McCord: One formless wreck

Louisa Susannah McCord was just a week shy of her 69th birthday when she died on November 27, 1880, though she outlived her husband by 25 years. Educated in Philadelphia, she was a strong supporter of the Confederacy (she hoped the Southern states would remain independent; when former Confederates were asked to swear allegiance to the Union after the war, she fled to Ontario for a short time). She published a book of poems, My Dreams, in 1848, and a Greek-styled tragedy, Caius Gracchus, in 1851.

One of her poems, the metrically-complex "We're Born to Die," suggests a very negative view on life. She opens with the image of a newly-opened flower on a summer's eve which spreads a beautiful fragrance through a forest untrodden upon by strangers. Even so, she asks:

"Sprung from earth, in dust to lie,
Why so fair? Thou'rt born to die."

A butterfly is next to die in the poem, "its life is o'er; perishing with yon fair flower." Then an oak with "unscathed branches" falls victim to a storm.

      See the lightning's flash!      Hark! the o'erwhelming crash!
The roar of thunder, through the forest sounding,
Loudly it calls, (earth's trembling caves resounding,
      "Die! die!—thou thing of earth,
      Whate'er thy strength,—thy birth
      Has marked thy doom.—
Die.—Thou wert born,—thou liv'st but for the tomb."

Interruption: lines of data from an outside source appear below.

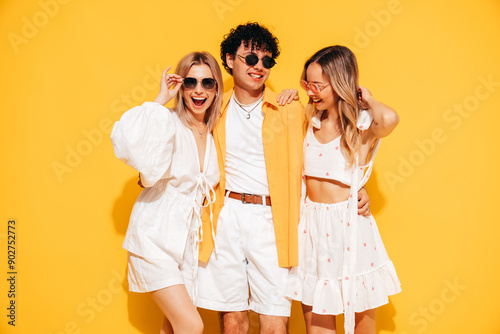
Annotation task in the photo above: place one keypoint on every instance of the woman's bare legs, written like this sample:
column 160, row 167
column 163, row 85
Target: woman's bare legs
column 177, row 307
column 325, row 324
column 317, row 323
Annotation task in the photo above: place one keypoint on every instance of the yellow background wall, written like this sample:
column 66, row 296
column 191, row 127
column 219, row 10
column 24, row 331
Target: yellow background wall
column 70, row 68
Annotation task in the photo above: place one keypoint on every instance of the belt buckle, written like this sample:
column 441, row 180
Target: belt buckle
column 243, row 198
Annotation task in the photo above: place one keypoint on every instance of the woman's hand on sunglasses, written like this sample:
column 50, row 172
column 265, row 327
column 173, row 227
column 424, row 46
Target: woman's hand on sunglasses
column 287, row 96
column 169, row 86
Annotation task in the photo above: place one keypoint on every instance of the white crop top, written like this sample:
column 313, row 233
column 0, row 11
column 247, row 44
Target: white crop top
column 327, row 160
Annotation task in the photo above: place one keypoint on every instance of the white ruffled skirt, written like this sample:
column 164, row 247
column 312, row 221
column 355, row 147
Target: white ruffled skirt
column 317, row 280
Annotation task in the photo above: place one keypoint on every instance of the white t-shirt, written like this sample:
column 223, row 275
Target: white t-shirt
column 245, row 162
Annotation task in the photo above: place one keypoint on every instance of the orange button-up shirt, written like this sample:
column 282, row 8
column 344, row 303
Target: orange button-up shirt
column 282, row 134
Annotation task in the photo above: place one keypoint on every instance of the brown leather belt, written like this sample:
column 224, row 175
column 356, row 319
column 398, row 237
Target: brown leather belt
column 248, row 198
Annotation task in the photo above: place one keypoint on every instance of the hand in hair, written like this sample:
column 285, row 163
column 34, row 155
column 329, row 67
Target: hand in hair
column 169, row 86
column 385, row 119
column 364, row 95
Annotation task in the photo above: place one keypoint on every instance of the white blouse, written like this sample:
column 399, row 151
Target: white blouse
column 153, row 140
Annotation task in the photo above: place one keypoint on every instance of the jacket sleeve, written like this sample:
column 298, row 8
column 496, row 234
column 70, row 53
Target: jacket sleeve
column 144, row 139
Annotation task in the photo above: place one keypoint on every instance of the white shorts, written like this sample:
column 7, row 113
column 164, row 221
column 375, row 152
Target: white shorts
column 147, row 274
column 245, row 275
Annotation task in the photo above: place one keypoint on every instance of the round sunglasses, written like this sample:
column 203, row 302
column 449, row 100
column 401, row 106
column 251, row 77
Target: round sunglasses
column 206, row 83
column 251, row 59
column 314, row 87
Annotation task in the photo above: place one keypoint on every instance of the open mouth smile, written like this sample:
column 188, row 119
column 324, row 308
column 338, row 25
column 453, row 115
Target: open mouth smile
column 198, row 101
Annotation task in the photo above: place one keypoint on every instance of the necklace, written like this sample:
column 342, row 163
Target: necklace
column 245, row 110
column 200, row 132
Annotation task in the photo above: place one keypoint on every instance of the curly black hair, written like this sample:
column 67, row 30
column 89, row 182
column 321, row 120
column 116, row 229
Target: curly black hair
column 251, row 33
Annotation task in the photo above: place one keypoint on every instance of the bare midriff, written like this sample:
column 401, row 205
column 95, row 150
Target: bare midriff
column 326, row 191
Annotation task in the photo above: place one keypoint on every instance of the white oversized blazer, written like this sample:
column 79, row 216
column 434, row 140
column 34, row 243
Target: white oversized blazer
column 153, row 140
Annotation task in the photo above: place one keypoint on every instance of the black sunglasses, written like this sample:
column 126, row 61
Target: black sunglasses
column 251, row 59
column 206, row 83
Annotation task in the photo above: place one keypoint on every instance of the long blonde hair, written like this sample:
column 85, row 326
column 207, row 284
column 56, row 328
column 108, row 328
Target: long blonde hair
column 183, row 67
column 340, row 66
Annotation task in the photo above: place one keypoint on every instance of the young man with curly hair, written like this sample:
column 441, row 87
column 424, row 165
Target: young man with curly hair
column 259, row 143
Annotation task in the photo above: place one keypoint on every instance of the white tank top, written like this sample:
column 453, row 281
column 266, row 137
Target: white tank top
column 327, row 161
column 245, row 162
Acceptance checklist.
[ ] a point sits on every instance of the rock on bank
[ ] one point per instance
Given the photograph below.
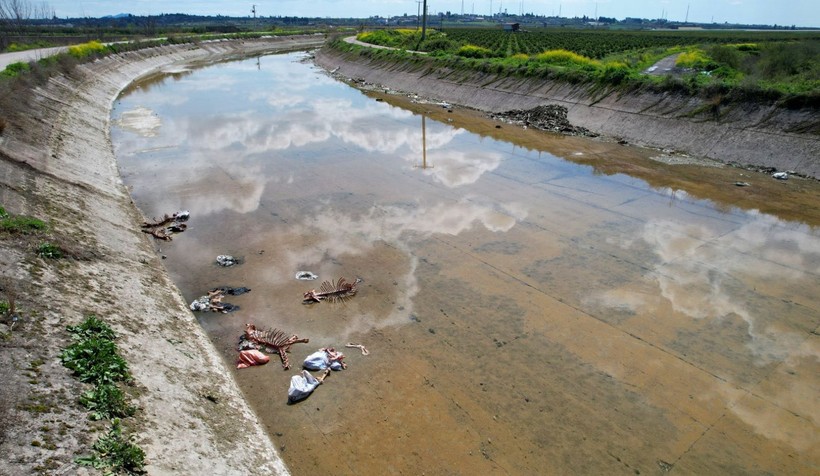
(57, 164)
(746, 134)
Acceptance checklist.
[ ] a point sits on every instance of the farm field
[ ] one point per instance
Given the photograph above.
(760, 66)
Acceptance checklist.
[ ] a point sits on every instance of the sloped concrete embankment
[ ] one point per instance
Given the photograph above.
(747, 134)
(57, 163)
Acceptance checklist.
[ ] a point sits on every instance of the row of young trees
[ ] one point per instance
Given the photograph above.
(15, 16)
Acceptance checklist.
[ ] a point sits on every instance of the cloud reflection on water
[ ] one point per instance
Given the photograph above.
(341, 233)
(705, 276)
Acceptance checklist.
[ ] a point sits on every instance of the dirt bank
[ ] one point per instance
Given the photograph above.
(57, 164)
(743, 134)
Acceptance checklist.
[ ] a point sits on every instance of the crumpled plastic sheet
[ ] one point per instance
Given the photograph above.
(301, 386)
(321, 360)
(226, 260)
(306, 276)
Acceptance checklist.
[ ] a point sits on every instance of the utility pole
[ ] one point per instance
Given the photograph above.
(424, 22)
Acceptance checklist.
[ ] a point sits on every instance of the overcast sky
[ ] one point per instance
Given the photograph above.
(764, 12)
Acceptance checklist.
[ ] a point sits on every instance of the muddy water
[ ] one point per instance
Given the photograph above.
(532, 304)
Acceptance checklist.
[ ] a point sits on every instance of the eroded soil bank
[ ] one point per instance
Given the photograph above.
(742, 133)
(57, 164)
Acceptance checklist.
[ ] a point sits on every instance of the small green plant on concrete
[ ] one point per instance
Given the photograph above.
(49, 251)
(106, 401)
(93, 355)
(21, 224)
(115, 453)
(94, 358)
(87, 49)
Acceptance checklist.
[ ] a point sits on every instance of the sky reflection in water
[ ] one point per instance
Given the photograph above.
(272, 155)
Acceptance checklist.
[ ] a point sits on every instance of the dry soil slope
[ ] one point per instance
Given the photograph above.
(747, 134)
(57, 163)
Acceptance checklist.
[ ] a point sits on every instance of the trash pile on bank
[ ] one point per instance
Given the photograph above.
(547, 117)
(255, 344)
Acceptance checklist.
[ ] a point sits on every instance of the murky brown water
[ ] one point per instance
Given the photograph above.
(600, 313)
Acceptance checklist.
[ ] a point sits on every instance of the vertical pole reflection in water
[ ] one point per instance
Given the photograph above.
(524, 315)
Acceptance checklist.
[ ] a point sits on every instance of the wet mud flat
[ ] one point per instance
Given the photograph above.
(532, 304)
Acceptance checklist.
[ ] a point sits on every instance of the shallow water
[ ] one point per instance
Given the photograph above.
(525, 313)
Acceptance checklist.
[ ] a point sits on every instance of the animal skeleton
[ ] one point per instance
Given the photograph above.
(170, 224)
(275, 339)
(333, 292)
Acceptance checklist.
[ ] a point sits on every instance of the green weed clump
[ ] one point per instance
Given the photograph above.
(106, 401)
(20, 224)
(115, 453)
(93, 356)
(15, 69)
(85, 50)
(49, 251)
(567, 58)
(473, 51)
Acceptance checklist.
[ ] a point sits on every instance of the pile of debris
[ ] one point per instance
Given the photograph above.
(170, 224)
(547, 117)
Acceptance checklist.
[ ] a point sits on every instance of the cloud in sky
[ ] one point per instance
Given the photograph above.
(764, 12)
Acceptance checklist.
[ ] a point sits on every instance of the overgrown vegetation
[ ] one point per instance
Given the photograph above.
(115, 453)
(94, 358)
(20, 224)
(730, 65)
(49, 251)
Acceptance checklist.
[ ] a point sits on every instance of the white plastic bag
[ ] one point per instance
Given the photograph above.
(301, 386)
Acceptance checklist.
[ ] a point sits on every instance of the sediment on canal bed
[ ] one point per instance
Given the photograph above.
(57, 164)
(759, 135)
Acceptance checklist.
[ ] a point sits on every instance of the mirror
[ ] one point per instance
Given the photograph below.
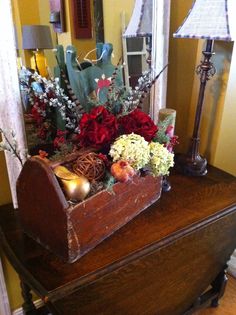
(112, 30)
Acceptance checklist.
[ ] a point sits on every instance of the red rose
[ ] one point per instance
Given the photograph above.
(60, 138)
(98, 128)
(140, 123)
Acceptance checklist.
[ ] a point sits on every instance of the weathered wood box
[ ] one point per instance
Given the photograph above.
(70, 231)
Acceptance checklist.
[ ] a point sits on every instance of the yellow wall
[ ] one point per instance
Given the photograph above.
(182, 94)
(226, 145)
(25, 12)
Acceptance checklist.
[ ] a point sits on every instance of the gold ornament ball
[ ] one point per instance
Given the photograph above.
(90, 166)
(76, 189)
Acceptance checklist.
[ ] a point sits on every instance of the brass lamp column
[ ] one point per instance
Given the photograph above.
(210, 20)
(193, 163)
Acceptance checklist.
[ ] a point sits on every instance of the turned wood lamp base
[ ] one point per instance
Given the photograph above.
(196, 166)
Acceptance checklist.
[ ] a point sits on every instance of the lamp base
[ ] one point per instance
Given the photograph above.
(191, 167)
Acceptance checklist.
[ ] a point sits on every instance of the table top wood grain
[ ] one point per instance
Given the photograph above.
(192, 203)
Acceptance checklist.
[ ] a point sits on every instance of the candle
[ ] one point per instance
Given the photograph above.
(169, 113)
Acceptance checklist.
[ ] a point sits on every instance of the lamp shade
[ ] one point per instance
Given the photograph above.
(140, 24)
(36, 37)
(209, 19)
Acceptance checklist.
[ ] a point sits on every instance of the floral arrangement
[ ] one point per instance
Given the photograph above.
(9, 144)
(54, 115)
(118, 139)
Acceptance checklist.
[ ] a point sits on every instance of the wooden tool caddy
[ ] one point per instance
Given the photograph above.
(71, 230)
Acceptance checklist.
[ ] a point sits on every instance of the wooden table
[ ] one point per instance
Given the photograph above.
(159, 263)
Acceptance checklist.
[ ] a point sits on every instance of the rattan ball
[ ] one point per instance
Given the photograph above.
(90, 166)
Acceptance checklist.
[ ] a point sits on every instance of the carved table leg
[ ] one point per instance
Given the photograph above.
(28, 306)
(219, 285)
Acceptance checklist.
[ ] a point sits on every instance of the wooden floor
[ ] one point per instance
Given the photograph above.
(227, 303)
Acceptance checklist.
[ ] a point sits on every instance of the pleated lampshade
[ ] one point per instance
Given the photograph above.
(209, 19)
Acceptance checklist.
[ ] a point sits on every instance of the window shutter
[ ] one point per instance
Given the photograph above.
(82, 19)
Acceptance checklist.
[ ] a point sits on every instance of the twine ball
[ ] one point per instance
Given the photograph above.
(90, 166)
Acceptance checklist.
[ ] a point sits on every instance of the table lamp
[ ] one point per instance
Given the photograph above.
(37, 38)
(140, 24)
(210, 20)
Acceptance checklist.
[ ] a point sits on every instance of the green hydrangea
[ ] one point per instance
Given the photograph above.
(160, 159)
(132, 148)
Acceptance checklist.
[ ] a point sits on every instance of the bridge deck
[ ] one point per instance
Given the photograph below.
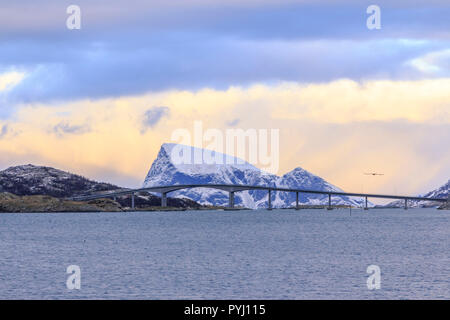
(236, 188)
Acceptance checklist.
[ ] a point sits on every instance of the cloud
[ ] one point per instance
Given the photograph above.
(153, 116)
(435, 63)
(64, 128)
(10, 79)
(3, 131)
(338, 130)
(153, 46)
(233, 122)
(158, 65)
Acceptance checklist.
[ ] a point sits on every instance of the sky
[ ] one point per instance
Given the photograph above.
(100, 101)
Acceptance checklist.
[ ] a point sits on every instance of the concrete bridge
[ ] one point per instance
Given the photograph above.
(232, 189)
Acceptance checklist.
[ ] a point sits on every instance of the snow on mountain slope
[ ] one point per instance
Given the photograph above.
(170, 169)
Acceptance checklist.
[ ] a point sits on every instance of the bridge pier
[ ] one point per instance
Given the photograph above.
(329, 202)
(231, 199)
(163, 199)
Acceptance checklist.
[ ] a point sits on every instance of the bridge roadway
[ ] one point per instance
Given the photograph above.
(231, 189)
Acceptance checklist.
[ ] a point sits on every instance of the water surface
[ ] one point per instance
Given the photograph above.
(279, 254)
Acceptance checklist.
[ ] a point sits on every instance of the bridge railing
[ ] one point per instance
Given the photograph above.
(231, 189)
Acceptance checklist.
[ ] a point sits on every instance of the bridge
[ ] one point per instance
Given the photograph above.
(232, 189)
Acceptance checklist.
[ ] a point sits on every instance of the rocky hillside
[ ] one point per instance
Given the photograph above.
(442, 192)
(36, 180)
(49, 186)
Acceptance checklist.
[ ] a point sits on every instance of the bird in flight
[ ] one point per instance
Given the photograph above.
(373, 174)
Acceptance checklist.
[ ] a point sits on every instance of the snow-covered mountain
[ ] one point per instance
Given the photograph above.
(169, 168)
(441, 192)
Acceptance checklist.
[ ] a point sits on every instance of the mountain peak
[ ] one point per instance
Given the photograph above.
(169, 169)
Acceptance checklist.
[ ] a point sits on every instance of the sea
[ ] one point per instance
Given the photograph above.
(246, 254)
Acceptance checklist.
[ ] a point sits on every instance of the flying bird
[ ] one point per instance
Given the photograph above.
(373, 174)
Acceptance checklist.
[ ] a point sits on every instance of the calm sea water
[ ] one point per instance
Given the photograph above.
(279, 254)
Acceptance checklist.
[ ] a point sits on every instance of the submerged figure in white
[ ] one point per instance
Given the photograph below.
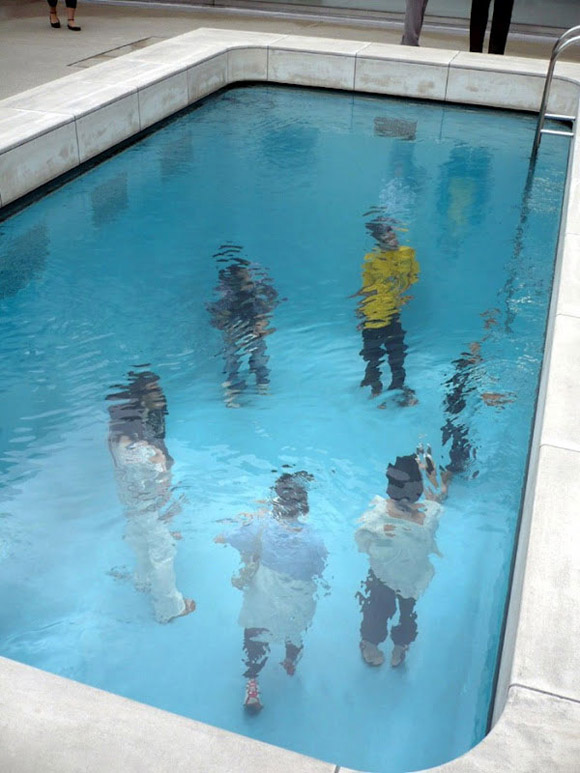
(143, 474)
(283, 560)
(398, 533)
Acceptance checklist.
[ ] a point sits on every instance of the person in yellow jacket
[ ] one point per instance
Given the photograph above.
(389, 270)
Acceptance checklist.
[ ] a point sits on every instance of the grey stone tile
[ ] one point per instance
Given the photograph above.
(547, 656)
(335, 71)
(31, 164)
(536, 733)
(53, 725)
(561, 415)
(569, 291)
(206, 77)
(18, 126)
(104, 128)
(73, 96)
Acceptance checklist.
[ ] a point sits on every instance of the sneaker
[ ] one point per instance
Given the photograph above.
(252, 703)
(399, 653)
(371, 654)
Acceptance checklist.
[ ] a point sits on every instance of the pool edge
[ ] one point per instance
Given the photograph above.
(55, 128)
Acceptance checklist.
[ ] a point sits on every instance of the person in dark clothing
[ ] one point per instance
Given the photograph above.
(459, 385)
(398, 533)
(282, 559)
(71, 8)
(242, 312)
(500, 24)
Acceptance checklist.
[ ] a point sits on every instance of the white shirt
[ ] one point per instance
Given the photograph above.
(399, 557)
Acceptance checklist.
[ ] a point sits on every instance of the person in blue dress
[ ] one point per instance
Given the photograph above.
(283, 559)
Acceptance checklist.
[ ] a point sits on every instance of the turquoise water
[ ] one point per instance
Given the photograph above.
(116, 268)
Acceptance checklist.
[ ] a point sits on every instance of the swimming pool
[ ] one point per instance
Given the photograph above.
(322, 172)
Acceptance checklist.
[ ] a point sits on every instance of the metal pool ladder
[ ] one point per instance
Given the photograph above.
(568, 38)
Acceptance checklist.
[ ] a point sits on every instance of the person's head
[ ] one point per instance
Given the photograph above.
(382, 231)
(291, 495)
(125, 421)
(237, 275)
(145, 391)
(405, 482)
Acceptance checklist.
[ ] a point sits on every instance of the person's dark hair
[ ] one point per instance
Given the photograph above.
(140, 411)
(405, 479)
(380, 228)
(125, 420)
(290, 489)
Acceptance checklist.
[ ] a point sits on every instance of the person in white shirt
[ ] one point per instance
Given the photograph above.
(143, 474)
(398, 534)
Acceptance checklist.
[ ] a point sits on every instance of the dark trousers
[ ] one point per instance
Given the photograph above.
(69, 3)
(378, 605)
(388, 340)
(257, 651)
(500, 24)
(458, 388)
(235, 349)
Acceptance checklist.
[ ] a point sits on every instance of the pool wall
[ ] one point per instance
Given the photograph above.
(50, 723)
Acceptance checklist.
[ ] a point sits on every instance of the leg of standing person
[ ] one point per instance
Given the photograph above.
(53, 16)
(394, 342)
(478, 23)
(257, 651)
(414, 15)
(232, 362)
(500, 25)
(71, 6)
(373, 353)
(378, 606)
(258, 361)
(405, 632)
(155, 553)
(293, 652)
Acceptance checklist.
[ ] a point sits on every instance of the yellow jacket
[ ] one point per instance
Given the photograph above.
(387, 274)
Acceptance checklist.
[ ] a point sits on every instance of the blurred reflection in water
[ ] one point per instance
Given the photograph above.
(23, 259)
(109, 199)
(389, 270)
(463, 194)
(143, 474)
(398, 533)
(246, 300)
(282, 559)
(466, 378)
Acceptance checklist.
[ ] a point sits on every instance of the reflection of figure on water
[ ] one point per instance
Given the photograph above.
(282, 558)
(242, 312)
(389, 270)
(398, 533)
(462, 382)
(143, 473)
(22, 259)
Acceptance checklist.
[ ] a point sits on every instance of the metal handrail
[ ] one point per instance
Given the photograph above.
(568, 38)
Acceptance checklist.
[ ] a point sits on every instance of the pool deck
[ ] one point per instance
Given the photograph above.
(48, 723)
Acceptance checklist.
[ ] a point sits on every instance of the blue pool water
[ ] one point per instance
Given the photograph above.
(116, 269)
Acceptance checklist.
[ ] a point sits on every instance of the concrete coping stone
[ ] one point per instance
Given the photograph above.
(51, 724)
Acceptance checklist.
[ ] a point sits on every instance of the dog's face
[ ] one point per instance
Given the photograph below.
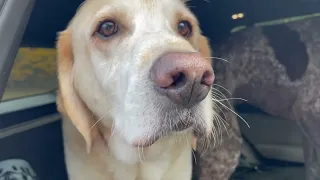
(135, 64)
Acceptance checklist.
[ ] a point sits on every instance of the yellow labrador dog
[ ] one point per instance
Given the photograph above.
(134, 85)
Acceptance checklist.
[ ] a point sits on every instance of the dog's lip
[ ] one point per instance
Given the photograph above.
(147, 142)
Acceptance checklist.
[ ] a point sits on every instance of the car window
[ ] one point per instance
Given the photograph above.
(33, 73)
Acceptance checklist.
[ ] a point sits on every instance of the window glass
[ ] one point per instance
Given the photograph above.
(33, 73)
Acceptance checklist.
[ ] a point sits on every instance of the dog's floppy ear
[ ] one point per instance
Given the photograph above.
(205, 49)
(68, 99)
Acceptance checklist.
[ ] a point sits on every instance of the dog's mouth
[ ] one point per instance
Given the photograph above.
(178, 127)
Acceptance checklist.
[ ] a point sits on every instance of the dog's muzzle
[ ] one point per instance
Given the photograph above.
(185, 78)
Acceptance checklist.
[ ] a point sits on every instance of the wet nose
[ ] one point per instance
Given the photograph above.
(185, 78)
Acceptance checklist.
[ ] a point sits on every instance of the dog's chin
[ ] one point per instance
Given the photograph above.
(153, 138)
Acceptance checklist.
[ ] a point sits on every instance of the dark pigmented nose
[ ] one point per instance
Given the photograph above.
(185, 78)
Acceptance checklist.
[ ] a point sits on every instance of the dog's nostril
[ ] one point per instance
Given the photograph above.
(178, 80)
(207, 78)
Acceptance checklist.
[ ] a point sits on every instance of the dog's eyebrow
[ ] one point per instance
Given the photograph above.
(113, 13)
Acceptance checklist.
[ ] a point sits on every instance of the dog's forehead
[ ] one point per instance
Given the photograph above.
(94, 7)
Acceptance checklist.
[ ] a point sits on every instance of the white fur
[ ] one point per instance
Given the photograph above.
(114, 84)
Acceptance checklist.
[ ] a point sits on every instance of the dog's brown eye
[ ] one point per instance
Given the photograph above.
(185, 28)
(107, 29)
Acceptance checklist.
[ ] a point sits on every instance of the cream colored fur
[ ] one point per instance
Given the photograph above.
(104, 101)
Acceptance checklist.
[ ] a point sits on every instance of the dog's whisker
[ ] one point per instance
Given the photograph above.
(232, 99)
(217, 58)
(223, 88)
(235, 114)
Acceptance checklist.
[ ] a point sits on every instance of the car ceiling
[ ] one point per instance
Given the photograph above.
(50, 17)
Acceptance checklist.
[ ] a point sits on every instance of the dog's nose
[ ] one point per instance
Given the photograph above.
(186, 78)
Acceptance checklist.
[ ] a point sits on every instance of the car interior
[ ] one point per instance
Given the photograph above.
(30, 127)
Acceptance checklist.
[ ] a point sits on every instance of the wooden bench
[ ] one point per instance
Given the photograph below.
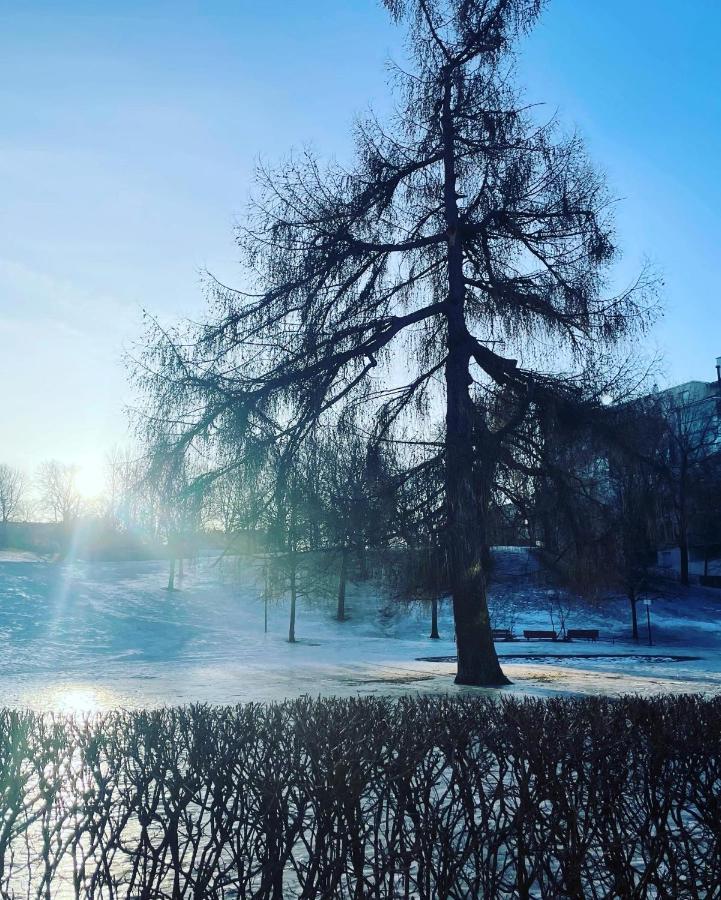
(582, 634)
(502, 634)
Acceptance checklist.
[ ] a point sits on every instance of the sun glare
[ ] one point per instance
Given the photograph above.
(77, 699)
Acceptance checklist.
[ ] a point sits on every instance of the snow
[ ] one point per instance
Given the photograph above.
(89, 636)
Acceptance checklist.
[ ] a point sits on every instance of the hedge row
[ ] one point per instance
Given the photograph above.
(363, 798)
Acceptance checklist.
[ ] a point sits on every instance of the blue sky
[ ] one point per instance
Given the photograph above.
(130, 132)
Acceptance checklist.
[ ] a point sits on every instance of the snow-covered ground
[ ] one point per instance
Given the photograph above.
(86, 636)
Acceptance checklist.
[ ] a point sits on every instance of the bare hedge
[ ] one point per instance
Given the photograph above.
(363, 798)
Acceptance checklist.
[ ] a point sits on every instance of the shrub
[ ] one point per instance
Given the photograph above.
(420, 797)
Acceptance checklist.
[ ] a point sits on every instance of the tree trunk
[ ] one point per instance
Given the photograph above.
(434, 619)
(683, 531)
(343, 577)
(634, 616)
(293, 596)
(477, 659)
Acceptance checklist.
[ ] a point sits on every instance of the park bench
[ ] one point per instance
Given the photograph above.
(502, 634)
(582, 634)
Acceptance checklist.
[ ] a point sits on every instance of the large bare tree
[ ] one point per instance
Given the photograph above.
(407, 289)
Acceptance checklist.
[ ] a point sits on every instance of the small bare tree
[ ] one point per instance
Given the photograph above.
(59, 495)
(12, 492)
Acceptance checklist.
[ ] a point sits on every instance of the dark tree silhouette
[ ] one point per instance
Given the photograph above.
(466, 234)
(12, 492)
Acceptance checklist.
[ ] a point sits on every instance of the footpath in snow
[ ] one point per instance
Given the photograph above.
(88, 636)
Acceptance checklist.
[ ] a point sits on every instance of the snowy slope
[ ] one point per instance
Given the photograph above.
(87, 636)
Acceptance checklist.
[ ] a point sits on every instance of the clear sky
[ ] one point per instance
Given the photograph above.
(129, 132)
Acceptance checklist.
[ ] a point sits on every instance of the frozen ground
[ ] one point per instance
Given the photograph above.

  'Tis ruin all. Tree, flower, and insect lie,
  One formless wreck; for all were born to die.

Life, McCord says, is a "wooing tone" from "the Siren Pleasure." Do not be tempted, she warns, for it will only fade away. Worse, death is actively seeking our destruction:

See, the eyeless spectre!—What doth he glare withal?
Hark! a tongueless voice!—whence comes the fearful call?
"Ye're mine!—Strength, beauty, youth, shrink not.— Ye're mine!
Truer than love's,—these fleshless arms entwine
In close embrace.—And vainly would ye shun,
Poor fools! your lot.—'Tis here.—Earth has but one.
That moment ye woke to life's struggling sigh,
That moment declared,—ye were born but to die;
And the pang which first called you from torpor to breath,
Was the stamp and the seal of your mortgage to Death."

1 comment:

  1. Oy! I can only imagine what this woman was like to live with - she would send me into the depths of despair if her daily outlook was as drear as her written work!